Above is that building today - you can see the arched window and the window above it correspond. This (below) is the building on the opposite corner of the side street, and yes, it has suffered particular indignities since 1966 as you will see:

I mean wtf am I right? 
So then there's the usual chase down a lane, 
A dramatic capture of the stepfather (great performance by Peter Aanensen by the way) who was in all things absolutely no good...
And a celebratory beer with Helen Hopgood
Who we will never see in Homicide again.
'Shit happens'

Friday, January 14, 2022

homicide august 1965

 

For better or worse, my second Homicide box arrived today. 
Melbourne Age 5 August 1965 p. 29

This is a clumsy episode, but it starts well, and it's almost kind of meta in a strange way. 




This is Leonard Teale's third episode of Homicide and his first as David MacKay. But we've seen him twice before as different crims and here he is, being a crim. OR IS HE
No apparently he's just utilising the perfectly normal police procedure of pretending to be a crim, getting crims to do criminal work for him, and then I guess the plan is to arrest them for things he encouraged them to do or something. Anyway, it all goes pear shaped for MacKay until someone confesses or something (I don't remember) and he is cleared and welcomed to the team to replace Rex. 
Pretty sure I've seen those pictures on someone else's wall in a previous episode - maybe he stole them lol. 
This is his block of flats, I can't identify them.
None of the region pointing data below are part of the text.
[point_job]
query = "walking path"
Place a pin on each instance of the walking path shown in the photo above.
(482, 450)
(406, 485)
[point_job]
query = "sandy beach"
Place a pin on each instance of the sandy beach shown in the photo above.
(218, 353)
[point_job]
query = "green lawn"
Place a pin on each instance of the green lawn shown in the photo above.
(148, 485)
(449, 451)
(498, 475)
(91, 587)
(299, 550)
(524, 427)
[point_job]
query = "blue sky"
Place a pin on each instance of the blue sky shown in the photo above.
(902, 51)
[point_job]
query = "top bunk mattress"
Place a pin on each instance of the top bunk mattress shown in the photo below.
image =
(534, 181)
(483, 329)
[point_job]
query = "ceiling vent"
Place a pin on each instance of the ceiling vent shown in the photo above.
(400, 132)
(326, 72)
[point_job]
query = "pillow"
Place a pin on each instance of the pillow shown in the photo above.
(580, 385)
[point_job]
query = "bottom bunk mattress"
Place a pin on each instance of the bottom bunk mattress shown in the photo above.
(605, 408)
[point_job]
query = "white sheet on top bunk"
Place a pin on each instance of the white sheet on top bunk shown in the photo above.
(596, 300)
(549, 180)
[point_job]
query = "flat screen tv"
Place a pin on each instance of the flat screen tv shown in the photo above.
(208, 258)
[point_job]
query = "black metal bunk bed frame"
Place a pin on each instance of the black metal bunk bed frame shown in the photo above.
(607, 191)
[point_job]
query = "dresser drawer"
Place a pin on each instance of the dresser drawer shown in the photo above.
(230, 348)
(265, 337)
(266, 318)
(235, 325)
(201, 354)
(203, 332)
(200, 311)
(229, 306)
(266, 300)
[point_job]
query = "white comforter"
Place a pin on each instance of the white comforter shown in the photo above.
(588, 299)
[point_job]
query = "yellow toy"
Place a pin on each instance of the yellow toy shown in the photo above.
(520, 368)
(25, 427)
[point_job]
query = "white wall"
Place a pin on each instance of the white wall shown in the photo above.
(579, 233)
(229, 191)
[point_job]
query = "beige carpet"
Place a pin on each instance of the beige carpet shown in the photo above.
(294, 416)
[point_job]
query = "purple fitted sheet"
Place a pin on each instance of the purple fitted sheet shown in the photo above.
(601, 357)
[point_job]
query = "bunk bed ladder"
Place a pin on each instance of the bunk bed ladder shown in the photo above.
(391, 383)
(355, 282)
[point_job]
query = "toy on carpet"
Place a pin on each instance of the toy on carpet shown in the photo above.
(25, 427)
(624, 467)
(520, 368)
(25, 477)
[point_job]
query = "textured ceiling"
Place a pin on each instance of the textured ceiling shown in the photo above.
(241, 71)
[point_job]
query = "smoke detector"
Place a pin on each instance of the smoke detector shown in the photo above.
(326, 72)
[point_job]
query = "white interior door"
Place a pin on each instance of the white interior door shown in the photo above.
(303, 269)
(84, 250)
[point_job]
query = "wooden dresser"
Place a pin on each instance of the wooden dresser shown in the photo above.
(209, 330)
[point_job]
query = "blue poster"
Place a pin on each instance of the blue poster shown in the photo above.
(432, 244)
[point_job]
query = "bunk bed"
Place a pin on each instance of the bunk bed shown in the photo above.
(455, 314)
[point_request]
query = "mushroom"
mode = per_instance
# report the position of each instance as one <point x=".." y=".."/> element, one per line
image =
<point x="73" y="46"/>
It's a bit annoying because the name is prominent on the front when he drives out but just not legible. 

Peter Adams, who would become very well known as JJ in Cop Shop in the next decade, plays one of the criminals, Charlie Samson. 
The other is Bruno Zalteck played by Peter Aanensen
Some nice action towards the end when Bruno is captured at some junction, I can't tell where on earth it is, but there does seem to be a lot of traffic around. 



By the way, 'Bon Radio'. This is referred to a couple of times as being in Ashburton. As I mentioned, access to Sands and McDougall directories is limited right now, so I only had access to the newspapers. There were branches of Bon Radio in Chelsea and Cheltenham in the early 70s but I can't find reference to a Bon Radio in Ashburton. But I suppose it must have been, because what advertising advantage was there to Bon Radio in being described as being in Ashburton if it wasn't. 


This ad is from the Age of 23 Jan 1965 p. 75, so I guess within six months of this episode. Note the phone number on the window of the Bon Radio above - it actually looks like 2450950. I can't pretend to know how phone numbers worked in Melbourne in 1965 but they seem to mainly be six digits, not seven. Well (shrugs).

The music in Homicide was, I read somewhere but I don't remember where, ambit film music that Crawfords licensed. It's awful and sometimes borders on the inappropriate, I don't mean it's rude. The sequence above, for instance, has music to it that's more light cocktail romp music than catching a crook in traffic music. They must have been pretty desperate sometimes for the appropriate soundtrack. Makes you appreciate actual composers.